An HMM based artificial data generator to generate synthetic symbolic sequence data sets for evaluating anomaly detection algorithms. The GENHmm program generates three HMM models, which can be used to generate three sets of sequences, normal, anomalous_1 (completely different from the normal sequences), and anomalous_2 (slightly different from the normal sequences). If used to evaluate anomaly detection algorithms, the task of detecting anomalous_1 sequences is relatively easier than the task of detecting anomalous_2 sequences.
For more details about the underlying algorithm, please refer to:
1. Varun Chandola, Varun Mithal, and Vipin Kumar, Understanding Anomaly Detection Techniques for Symbolic Sequences. CS Technical Report 09-001, January 2009, Computer Science Department, University of Minnesota
2. Varun Chandola, Varun Mithal, and Vipin Kumar, A Comparative Evaluation of Anomaly Detection Techniques for Sequence Data, In Proceedings of 2008 IEEE International Conference on Data Mining (ICDM), December 2008,Pisa, Italy.

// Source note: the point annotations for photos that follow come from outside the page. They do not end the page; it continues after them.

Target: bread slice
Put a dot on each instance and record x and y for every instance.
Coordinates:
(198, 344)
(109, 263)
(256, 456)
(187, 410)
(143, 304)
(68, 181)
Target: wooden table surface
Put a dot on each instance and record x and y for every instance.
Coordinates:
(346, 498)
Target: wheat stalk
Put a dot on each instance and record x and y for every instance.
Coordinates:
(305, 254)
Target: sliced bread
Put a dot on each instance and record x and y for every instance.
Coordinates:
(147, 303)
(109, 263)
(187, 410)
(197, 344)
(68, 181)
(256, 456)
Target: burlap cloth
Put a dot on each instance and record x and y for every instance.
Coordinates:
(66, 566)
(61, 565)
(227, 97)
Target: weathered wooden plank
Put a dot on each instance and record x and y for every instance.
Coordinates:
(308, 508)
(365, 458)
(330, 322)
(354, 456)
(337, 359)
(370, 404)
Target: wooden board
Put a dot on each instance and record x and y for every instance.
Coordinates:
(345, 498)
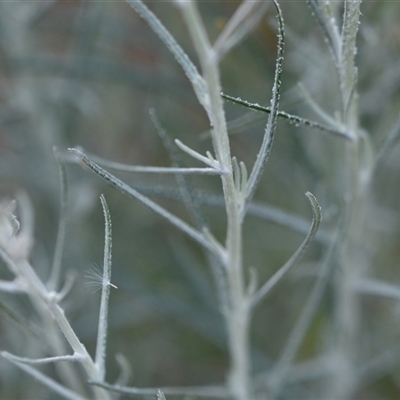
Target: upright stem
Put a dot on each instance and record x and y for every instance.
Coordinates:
(353, 255)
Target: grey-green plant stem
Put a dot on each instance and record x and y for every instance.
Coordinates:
(196, 391)
(263, 154)
(180, 56)
(237, 318)
(292, 346)
(100, 357)
(124, 188)
(46, 301)
(153, 170)
(293, 119)
(54, 279)
(264, 290)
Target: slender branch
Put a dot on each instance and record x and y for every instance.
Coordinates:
(264, 290)
(124, 188)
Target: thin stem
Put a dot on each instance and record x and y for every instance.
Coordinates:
(105, 294)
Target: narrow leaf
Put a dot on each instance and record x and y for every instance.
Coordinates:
(124, 188)
(295, 257)
(292, 119)
(105, 293)
(182, 58)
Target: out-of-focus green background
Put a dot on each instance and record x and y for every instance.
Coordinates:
(87, 73)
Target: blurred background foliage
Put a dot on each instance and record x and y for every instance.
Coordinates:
(87, 73)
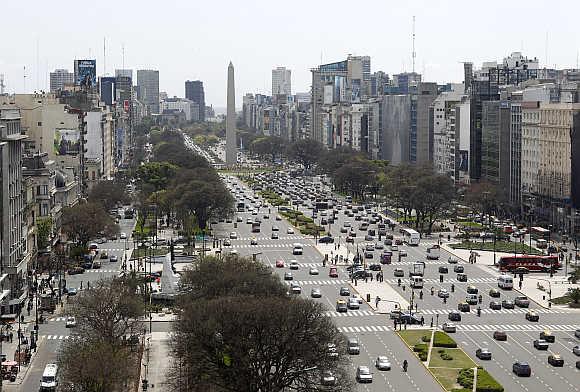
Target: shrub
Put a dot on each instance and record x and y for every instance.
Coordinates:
(441, 339)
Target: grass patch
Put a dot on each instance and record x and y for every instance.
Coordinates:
(500, 246)
(456, 358)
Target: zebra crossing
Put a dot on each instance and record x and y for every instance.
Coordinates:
(370, 328)
(316, 282)
(351, 313)
(516, 327)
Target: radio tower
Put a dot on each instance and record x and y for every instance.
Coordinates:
(413, 36)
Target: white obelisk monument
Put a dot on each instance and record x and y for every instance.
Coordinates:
(231, 151)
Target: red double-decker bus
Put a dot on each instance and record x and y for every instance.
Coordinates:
(530, 262)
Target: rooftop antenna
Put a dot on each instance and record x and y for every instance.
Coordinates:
(413, 54)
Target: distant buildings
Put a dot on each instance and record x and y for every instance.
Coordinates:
(148, 89)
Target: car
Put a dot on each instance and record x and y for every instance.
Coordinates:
(494, 293)
(295, 288)
(461, 277)
(522, 301)
(315, 292)
(353, 303)
(541, 344)
(382, 363)
(443, 293)
(327, 378)
(532, 316)
(71, 322)
(472, 289)
(507, 304)
(454, 315)
(326, 240)
(556, 360)
(500, 335)
(522, 369)
(548, 336)
(483, 354)
(363, 374)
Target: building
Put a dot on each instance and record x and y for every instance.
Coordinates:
(14, 257)
(60, 78)
(281, 81)
(195, 93)
(148, 89)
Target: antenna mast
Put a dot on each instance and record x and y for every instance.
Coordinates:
(413, 36)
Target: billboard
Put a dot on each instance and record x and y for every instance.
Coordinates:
(86, 73)
(66, 142)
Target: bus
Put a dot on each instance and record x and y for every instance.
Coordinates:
(410, 237)
(530, 263)
(540, 233)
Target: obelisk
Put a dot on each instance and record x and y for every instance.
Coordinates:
(231, 151)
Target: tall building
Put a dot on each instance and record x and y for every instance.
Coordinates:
(148, 86)
(194, 92)
(59, 78)
(281, 81)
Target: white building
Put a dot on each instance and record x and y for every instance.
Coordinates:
(281, 81)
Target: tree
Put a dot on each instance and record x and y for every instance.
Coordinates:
(86, 221)
(109, 311)
(109, 194)
(305, 151)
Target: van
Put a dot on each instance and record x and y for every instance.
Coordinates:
(505, 282)
(49, 380)
(297, 250)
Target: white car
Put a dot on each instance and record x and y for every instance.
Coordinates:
(71, 322)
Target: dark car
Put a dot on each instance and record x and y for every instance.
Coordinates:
(483, 354)
(500, 335)
(522, 369)
(454, 315)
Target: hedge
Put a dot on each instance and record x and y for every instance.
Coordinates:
(486, 383)
(441, 339)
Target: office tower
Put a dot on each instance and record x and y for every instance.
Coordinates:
(281, 81)
(231, 152)
(148, 86)
(59, 78)
(194, 92)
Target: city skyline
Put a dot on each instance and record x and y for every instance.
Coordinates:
(390, 46)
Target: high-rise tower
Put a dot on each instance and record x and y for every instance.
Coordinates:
(231, 153)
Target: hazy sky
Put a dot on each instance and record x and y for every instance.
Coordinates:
(195, 39)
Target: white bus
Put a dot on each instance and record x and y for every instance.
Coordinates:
(49, 381)
(411, 237)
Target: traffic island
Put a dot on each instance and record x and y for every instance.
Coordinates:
(453, 369)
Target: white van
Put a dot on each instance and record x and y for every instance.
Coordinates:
(297, 250)
(49, 380)
(505, 282)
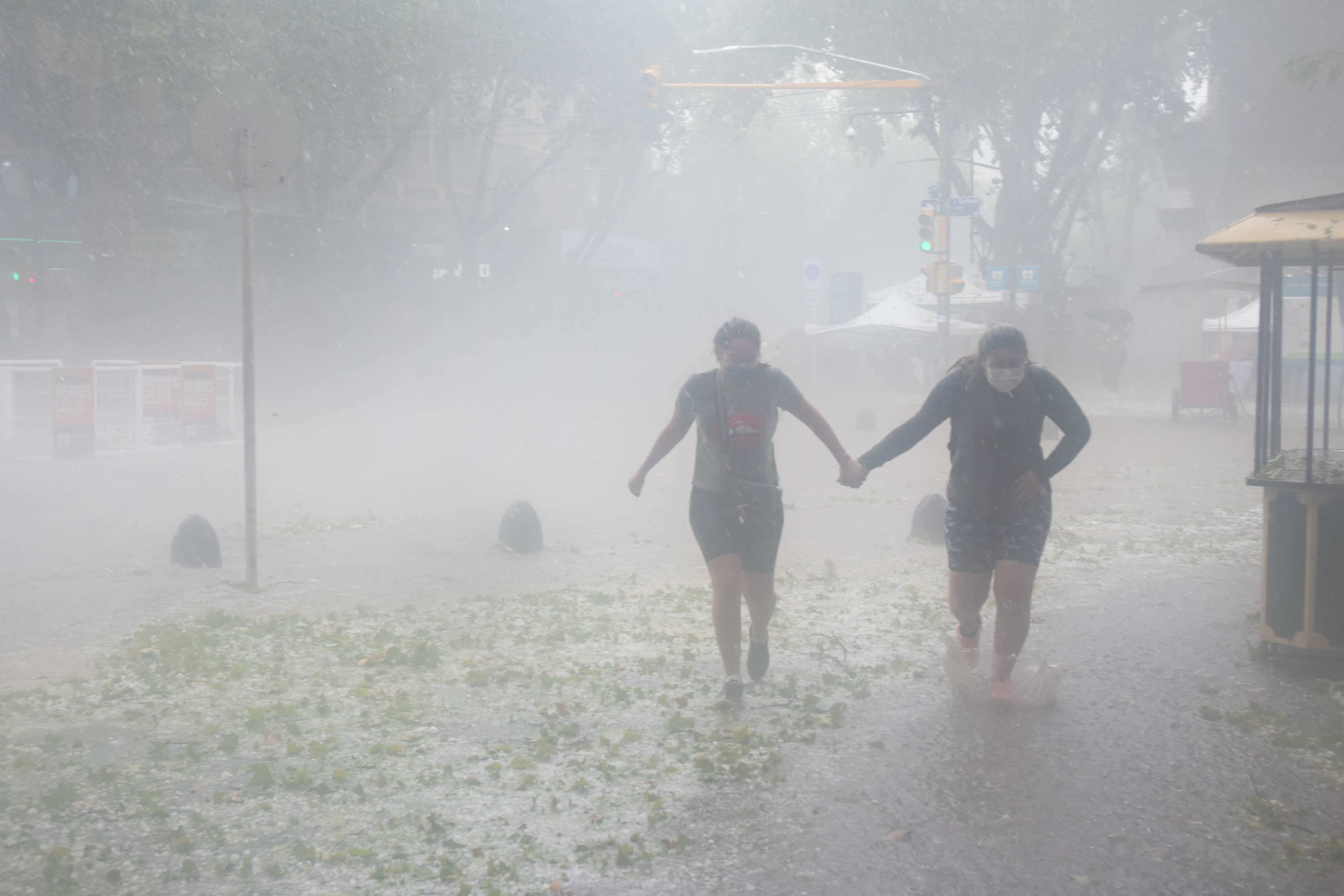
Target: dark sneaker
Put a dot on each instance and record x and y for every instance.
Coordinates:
(759, 659)
(732, 695)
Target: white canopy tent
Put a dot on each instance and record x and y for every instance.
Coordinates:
(1244, 320)
(914, 292)
(893, 317)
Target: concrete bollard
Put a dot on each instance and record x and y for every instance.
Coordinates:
(521, 530)
(929, 523)
(195, 543)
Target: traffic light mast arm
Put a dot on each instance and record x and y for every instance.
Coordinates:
(820, 85)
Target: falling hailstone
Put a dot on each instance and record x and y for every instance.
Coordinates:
(1037, 681)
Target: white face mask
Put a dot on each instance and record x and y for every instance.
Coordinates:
(1006, 379)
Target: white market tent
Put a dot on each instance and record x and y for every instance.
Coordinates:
(896, 316)
(1244, 320)
(913, 291)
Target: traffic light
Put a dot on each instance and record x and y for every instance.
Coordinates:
(651, 89)
(651, 103)
(927, 229)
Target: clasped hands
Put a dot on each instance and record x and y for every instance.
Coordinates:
(853, 473)
(1027, 490)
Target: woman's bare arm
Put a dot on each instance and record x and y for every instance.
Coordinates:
(669, 440)
(851, 472)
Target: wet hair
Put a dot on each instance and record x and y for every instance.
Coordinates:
(736, 328)
(995, 338)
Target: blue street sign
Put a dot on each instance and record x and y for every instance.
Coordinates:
(966, 208)
(1029, 279)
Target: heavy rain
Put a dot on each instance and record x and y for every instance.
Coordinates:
(647, 447)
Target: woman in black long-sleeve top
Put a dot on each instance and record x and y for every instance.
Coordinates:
(999, 488)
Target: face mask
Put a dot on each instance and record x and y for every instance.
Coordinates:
(738, 375)
(1006, 379)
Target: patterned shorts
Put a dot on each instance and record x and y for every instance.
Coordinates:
(979, 538)
(748, 530)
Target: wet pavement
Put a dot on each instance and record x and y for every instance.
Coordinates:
(1148, 777)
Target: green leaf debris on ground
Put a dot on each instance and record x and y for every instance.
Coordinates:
(499, 746)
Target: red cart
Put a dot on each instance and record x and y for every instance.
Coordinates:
(1205, 386)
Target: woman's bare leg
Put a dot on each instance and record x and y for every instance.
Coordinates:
(759, 590)
(967, 594)
(1014, 582)
(726, 577)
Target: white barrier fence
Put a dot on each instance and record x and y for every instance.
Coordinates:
(50, 410)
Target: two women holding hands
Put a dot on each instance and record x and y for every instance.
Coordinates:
(998, 492)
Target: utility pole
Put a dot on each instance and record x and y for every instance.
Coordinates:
(944, 279)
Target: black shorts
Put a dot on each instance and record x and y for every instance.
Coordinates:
(979, 538)
(722, 526)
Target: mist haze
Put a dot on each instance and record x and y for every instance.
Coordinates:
(502, 246)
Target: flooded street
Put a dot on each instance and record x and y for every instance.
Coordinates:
(1175, 761)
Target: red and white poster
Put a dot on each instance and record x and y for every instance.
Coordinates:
(160, 402)
(72, 412)
(198, 404)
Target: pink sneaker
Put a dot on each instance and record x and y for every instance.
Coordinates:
(970, 648)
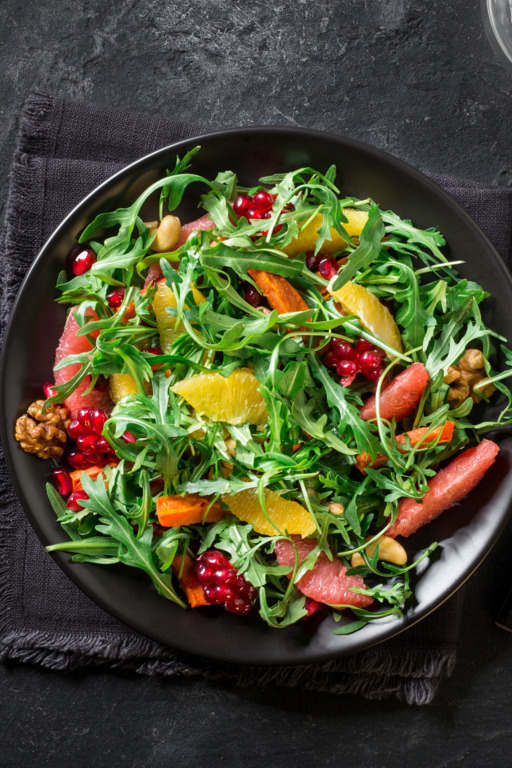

Each of the three HMM models generated by GENHmm have identical set of states. The states are divided into two groups, arranged as two circles. Each state is set to generate one alphabet with high probability and all other alphabets with a lower probability (parameter mu). From each state, a highly probable transition (parameter d) can be made to the next state in the cycle, and low probability transitions to all other states in the same cycle. For one of the states in a cycle (parameter s), a transition is possible (with probability d2) to a state in the other cycle.

Usage:
	./GENHmm -n numstates -o hmmfileprefix -s shortcircuit -d delta -d2 delta2 -m mu
	   -n  [4.. ] -> number of states in HMMs
	   -o         -> prefix for hmm model files.
	   -s  [1..n] -> shortcircuit parameter
 	   -d  [0...1]-> delta transition probability within a cluster
	   -d2 [0..1] -> delta transition probability from one cluster to another
	   -m         -> mu or observation probability


The number of states are required to be even and greater than 4. The number of alphabets generated by the HMMs are number of states/2.
The output of the program is three HMM models with names: pref.norm.hmm pref.anom1.hmm pref.anom2.hmm.

The discrete sequences can be generated by using the HMMGenSeq program.